So I'm working on a way to extract dominant colors as perceived by humans from an image.
As an example, here's a photo: https://500px.com/photo/63897015/looking-out-for-her-kittens-by-daniel-paulsson
Most humans would think the 'dominant' color is that piercing azure of the eyes. Using standard quantization, however, that blue disappears completely when you drop below 16 colors or so. The eyes only take up 0.2% of the canvas, so going for the average doesn't work at all.
Project Details: I'm building a Rails app that will accept an uploaded photo or a specific color, and will return a bunch of other photos with similar dominant colors. The tool will be used by designers to find stock photography that matches their pre-existing color scheme. There are other cool ideas I have, too, if I can get the technical bit sorted out.
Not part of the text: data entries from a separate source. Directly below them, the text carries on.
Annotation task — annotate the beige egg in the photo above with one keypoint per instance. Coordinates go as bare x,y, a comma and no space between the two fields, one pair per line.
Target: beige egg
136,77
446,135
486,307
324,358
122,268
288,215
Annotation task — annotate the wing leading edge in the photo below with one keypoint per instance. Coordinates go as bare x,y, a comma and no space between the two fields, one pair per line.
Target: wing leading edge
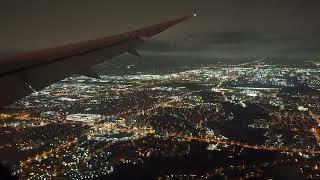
21,74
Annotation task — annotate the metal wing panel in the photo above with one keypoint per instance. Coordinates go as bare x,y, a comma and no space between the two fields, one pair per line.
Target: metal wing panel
39,69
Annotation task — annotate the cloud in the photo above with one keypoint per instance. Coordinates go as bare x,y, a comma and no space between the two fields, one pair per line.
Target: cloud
238,43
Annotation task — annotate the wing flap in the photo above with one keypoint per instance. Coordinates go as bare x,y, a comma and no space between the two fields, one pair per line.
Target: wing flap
42,68
41,76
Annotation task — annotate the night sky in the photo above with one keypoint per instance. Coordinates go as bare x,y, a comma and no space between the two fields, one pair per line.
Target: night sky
226,29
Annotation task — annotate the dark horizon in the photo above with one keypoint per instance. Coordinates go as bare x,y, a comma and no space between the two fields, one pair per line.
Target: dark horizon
228,29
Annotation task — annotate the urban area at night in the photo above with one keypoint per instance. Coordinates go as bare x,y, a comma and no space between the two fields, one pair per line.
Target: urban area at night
255,119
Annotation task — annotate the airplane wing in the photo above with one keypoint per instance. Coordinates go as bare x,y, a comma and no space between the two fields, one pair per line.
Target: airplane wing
21,74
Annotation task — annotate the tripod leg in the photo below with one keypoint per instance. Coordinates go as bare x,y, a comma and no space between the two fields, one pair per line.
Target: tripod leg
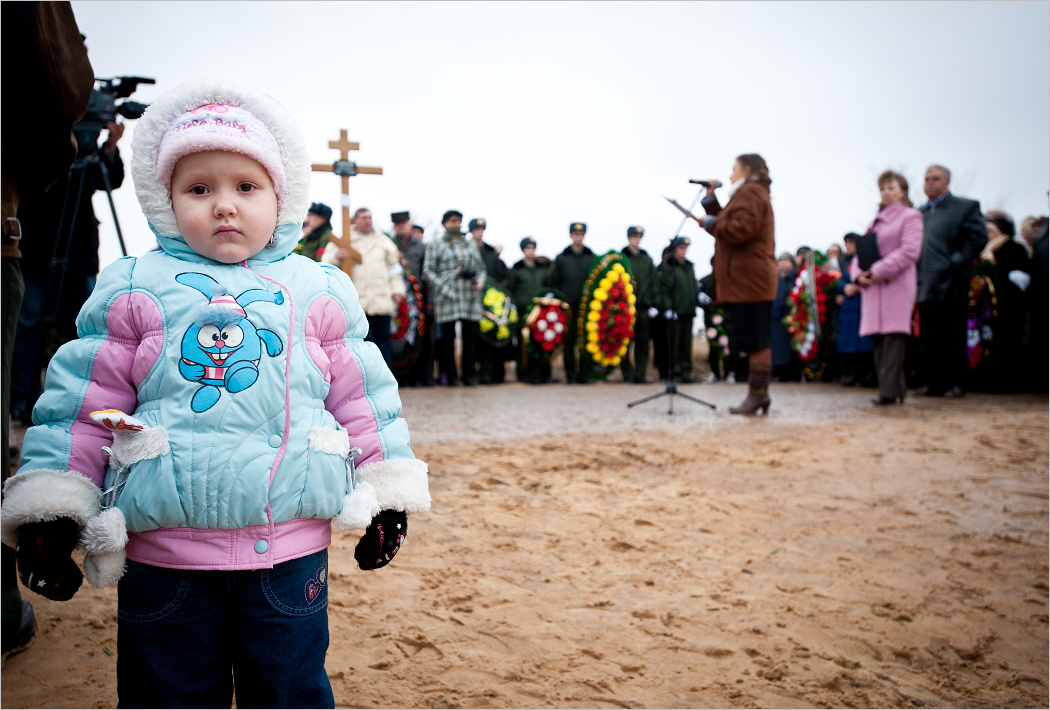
647,399
694,399
112,208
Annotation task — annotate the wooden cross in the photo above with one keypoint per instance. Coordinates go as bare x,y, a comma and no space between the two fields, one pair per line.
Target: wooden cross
345,169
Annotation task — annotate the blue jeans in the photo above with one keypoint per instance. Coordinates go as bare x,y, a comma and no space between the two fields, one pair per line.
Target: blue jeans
185,637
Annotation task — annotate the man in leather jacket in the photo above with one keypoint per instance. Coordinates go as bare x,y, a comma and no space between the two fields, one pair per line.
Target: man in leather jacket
953,234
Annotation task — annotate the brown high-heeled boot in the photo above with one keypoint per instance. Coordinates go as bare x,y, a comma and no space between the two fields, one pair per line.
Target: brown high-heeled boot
758,393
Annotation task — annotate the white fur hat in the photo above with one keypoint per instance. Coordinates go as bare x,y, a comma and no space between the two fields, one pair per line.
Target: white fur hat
183,121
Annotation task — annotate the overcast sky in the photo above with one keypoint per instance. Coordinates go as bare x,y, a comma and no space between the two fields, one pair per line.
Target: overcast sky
537,115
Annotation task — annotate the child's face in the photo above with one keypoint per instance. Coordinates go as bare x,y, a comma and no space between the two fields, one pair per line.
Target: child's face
225,205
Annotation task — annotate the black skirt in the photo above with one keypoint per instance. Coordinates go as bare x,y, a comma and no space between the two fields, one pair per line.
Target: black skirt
749,326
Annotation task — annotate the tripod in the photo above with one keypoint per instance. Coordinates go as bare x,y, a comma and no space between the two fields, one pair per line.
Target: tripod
672,389
76,181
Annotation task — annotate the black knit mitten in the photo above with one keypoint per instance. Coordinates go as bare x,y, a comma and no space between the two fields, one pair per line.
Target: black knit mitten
44,556
382,540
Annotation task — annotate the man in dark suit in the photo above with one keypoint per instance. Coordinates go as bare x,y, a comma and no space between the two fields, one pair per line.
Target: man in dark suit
953,234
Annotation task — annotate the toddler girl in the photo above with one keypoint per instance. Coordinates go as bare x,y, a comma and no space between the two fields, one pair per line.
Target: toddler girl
218,410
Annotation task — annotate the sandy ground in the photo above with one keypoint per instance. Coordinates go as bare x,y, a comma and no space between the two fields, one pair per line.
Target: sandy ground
582,554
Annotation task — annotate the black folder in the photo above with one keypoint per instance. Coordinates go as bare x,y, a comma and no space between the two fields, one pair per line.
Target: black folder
867,251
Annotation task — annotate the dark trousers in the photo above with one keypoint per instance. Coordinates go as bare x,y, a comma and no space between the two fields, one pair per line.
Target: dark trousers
658,332
446,347
379,333
635,363
681,349
572,373
184,637
422,369
490,369
888,351
942,343
12,288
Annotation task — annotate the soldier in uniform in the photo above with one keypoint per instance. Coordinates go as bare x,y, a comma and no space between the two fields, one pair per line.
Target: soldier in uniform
456,272
635,363
316,231
568,275
675,296
490,358
525,280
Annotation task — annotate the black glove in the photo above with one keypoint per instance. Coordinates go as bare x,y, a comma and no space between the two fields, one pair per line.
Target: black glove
382,540
44,556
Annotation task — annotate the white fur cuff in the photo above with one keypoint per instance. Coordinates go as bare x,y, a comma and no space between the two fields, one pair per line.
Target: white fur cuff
44,495
132,446
400,484
358,508
330,440
104,538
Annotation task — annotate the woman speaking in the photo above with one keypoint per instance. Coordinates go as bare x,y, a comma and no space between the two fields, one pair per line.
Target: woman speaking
746,270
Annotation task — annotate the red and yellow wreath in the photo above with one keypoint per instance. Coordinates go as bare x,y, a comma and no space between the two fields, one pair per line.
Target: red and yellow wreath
545,327
606,321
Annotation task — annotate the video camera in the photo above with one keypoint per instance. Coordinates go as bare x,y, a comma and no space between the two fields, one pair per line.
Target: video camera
103,107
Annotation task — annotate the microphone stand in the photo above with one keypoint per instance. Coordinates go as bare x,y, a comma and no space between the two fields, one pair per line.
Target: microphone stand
672,388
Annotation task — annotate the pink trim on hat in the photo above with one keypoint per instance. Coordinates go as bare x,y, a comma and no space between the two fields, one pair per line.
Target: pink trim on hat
221,127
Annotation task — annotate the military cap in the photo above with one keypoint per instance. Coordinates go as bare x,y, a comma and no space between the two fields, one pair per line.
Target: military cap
321,210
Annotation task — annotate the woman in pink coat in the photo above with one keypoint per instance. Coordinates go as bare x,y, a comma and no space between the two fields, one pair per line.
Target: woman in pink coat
887,289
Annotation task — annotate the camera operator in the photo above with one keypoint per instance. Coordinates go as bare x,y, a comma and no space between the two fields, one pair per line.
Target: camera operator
746,269
455,269
40,215
45,67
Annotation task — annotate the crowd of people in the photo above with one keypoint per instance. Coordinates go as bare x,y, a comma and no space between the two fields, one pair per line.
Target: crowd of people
956,300
227,400
939,299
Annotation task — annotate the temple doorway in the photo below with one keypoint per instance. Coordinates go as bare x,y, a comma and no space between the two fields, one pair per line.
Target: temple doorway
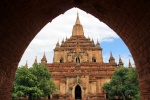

Current Research: I've spent the last 24 hours reading all about this stuff. Of all the services I've tried, TinEye is the only one that does it properly, but they're closed source. I can't provide more than 1 link, but you can google 'TinEye Color' to find it.
Tools Used: I'm using ImageMagick to do the image conversion and histogram generation.
Desired Result: When given that photo, I'd like to create a palette of 5-6 colors, with that saturated azure being one of them.
Current Method: The way I'm doing it now is I reduce it to 32 or 64 colors, and look for saturation/hue outliers. If the standard deviation is low and the outlier is significantly far away, I'll add it to the palette. Then I'll further reduce the photo to 4 colors and combine them for a 5-6 color palette.
My Question: My problem is with ImageMagick's quantization algorithm. I don't want to take the average of the colors, I want to group them by like colors and take the median, favoring saturated colors. When I reduce the cat picture to 32 colors, the eyes get turned into a desaturated grey.
So I'm asking you guys if you know of any algorithm or color principle that will let me find colors that stand out from an image, without blurring them together. I want a color that is actually in the image, not the blurred mean of 4-5 colors combined.
In a more general sense, TinEye has done a perfect job, and I'd like to figure out how they've done it.